Par tutelle organique, on entend un contrôle sur les structures constitutionnelles, sur les personnes des organes décentralisés.

Pour ce qui est de la commune, ce contrôle s’effectuera sur le conseil communal ou le collège exécutif communal.

Ici, trois types d’interventions de l’autorité de tutelle sont possibles :

  • Le pouvoir de nomination ;
  • Le pouvoir de suspension ;
  • Le pouvoir de révocation ou de dissolution ;

L’on peut aisément remarquer que cette tutelle sur les personnes ne cadre pas avec l’esprit de la décentralisation en RDC telle qu’elle a été instituée par le législateur. Accorder ainsi beaucoup plus de pouvoir à l’autorité de tutelle paralyserait l’autonomie dont devraient jouir les ETD en RDC.

Pour ce faire, la seule forme de tutelle organisée en RDC est la tutelle exercée sur les actes des autorités des ETD.

  • Le contrôle de tutelle sur les actes ou tutelle fonctionnelle.

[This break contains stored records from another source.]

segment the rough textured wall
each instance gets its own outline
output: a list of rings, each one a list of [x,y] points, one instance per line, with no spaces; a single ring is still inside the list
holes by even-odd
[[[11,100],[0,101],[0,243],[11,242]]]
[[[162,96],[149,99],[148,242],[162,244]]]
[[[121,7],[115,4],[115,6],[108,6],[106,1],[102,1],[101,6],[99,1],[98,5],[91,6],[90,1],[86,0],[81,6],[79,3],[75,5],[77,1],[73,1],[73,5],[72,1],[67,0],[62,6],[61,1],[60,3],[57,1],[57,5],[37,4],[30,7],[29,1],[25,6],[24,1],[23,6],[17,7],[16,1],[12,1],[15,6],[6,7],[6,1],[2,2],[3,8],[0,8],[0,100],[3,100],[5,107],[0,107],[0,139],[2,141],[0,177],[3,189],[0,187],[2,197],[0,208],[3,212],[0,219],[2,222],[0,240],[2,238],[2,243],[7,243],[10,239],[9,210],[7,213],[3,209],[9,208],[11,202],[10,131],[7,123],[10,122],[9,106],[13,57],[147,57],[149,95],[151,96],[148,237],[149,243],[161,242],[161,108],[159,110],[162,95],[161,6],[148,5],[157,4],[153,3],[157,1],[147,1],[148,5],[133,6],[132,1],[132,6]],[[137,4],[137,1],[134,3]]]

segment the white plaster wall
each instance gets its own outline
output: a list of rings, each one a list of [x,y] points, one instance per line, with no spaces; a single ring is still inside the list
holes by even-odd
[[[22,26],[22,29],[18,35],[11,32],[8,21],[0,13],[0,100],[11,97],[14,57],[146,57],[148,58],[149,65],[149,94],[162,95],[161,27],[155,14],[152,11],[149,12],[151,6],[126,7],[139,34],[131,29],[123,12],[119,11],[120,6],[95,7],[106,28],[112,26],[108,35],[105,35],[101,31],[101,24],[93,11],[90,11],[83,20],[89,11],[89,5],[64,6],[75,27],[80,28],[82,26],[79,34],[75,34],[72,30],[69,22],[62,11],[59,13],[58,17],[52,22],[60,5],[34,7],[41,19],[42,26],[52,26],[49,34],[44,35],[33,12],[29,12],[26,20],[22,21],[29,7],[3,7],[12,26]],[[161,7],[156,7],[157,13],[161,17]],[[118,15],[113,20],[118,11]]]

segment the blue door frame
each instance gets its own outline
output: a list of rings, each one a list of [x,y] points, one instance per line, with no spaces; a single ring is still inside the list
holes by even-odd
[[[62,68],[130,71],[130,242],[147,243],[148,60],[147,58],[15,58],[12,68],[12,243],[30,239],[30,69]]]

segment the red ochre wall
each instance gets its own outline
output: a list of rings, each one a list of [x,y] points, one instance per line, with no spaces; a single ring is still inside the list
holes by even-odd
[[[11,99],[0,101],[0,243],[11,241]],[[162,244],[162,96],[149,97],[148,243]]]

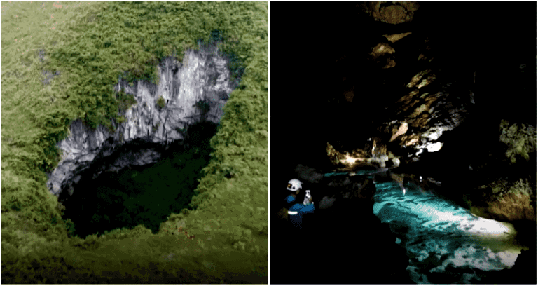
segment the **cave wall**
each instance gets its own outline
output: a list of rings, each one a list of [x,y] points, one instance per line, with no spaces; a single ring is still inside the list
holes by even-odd
[[[199,50],[186,50],[183,62],[173,57],[164,59],[157,67],[158,85],[135,81],[131,86],[119,79],[116,90],[123,89],[136,100],[123,111],[125,121],[113,123],[113,132],[102,125],[92,130],[81,120],[74,121],[67,138],[57,144],[62,154],[57,167],[48,174],[50,193],[72,194],[73,185],[88,175],[85,171],[94,161],[110,156],[121,146],[149,144],[155,148],[134,148],[112,163],[94,166],[92,177],[127,165],[154,163],[160,158],[160,148],[178,140],[188,142],[189,126],[204,121],[219,124],[222,107],[238,82],[230,81],[228,64],[216,46],[200,46]],[[157,104],[161,97],[162,108]]]

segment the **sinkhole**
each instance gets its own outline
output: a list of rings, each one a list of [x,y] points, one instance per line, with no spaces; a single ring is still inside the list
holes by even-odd
[[[217,125],[203,122],[189,127],[188,139],[167,146],[151,143],[126,143],[100,162],[94,162],[74,191],[62,191],[59,201],[65,206],[62,219],[74,226],[70,236],[85,238],[116,229],[143,225],[158,232],[160,223],[172,213],[188,206],[207,165],[212,151],[209,140]],[[127,165],[118,172],[103,172],[92,179],[102,164],[117,159],[126,151],[151,150],[160,159],[143,166]],[[93,171],[92,171],[93,170]]]

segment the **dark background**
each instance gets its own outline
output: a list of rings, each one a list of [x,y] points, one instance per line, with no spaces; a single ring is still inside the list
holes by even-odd
[[[360,266],[366,265],[379,250],[363,245],[364,256],[353,258],[354,266],[343,268],[338,261],[350,258],[347,247],[357,240],[339,236],[341,224],[294,233],[278,224],[275,213],[288,194],[286,184],[295,176],[297,164],[330,170],[327,141],[342,136],[352,125],[374,128],[382,118],[380,97],[387,90],[376,84],[378,75],[371,74],[371,64],[361,57],[371,50],[372,43],[380,41],[380,35],[413,32],[441,36],[444,41],[438,50],[448,55],[439,62],[447,67],[445,74],[457,78],[463,69],[476,71],[476,83],[469,88],[481,103],[477,114],[536,125],[536,85],[518,86],[510,71],[522,60],[535,64],[536,3],[419,4],[412,22],[392,25],[359,17],[356,3],[271,4],[271,283],[375,282],[361,275]],[[335,86],[342,81],[338,72],[343,67],[336,60],[345,55],[350,64],[343,68],[362,79],[364,107],[360,113],[327,108],[327,98],[339,91]],[[535,65],[531,70],[536,70]],[[531,76],[535,78],[535,73]],[[522,95],[524,92],[534,96]],[[345,221],[347,226],[360,224],[357,217]],[[368,229],[357,231],[368,235]],[[307,277],[317,279],[312,282]]]

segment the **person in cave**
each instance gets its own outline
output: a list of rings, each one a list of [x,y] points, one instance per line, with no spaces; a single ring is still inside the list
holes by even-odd
[[[288,182],[287,190],[293,193],[286,196],[286,203],[281,214],[285,215],[289,224],[296,229],[302,229],[304,225],[303,220],[305,214],[308,214],[309,218],[314,213],[314,203],[310,190],[303,191],[303,183],[297,179],[292,179]],[[303,203],[297,202],[303,198]]]

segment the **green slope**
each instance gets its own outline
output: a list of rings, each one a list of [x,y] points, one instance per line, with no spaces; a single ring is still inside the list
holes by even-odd
[[[2,2],[2,282],[267,282],[268,8]],[[139,226],[70,237],[46,185],[70,123],[111,128],[129,104],[112,90],[120,76],[156,82],[160,59],[214,40],[242,80],[211,140],[195,210],[171,214],[154,235]]]

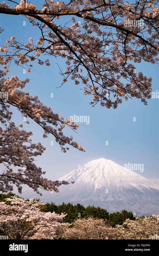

La tutelle fonctionnelle peut se définir comme le contrôle qui s’exerce sur des décisions ou actes pris par les organes des institutions  décentralisées et peut se manifester par quatre (4) procédés différents à savoir :

  • Le pouvoir de suspension et d’annulation 
  • Le pouvoir de constater la «  nullité de droit de l’acte » 
  • Le pouvoir d’approbation ou de réformation 
  • Enfin, le pouvoir de substitution 

Il y a lieu de noter qu’au delà de ce contrôle de tutelle, les entités décentralisées peuvent être soumises également à un contrôle juridictionnel. Ce dernier peut être constitutionnel, judiciaire ou administratif.

Toutefois l’essentiel de contrôle relève du juge administratif. Celui-ci est le juge naturel des actes administratifs unilatéraux de l’administration.

  1. Formes de la décentralisation

Fréquemment, on distingue deux (2) formes de la décentralisation : la

Décentralisation territoriale et la  décentralisation technique.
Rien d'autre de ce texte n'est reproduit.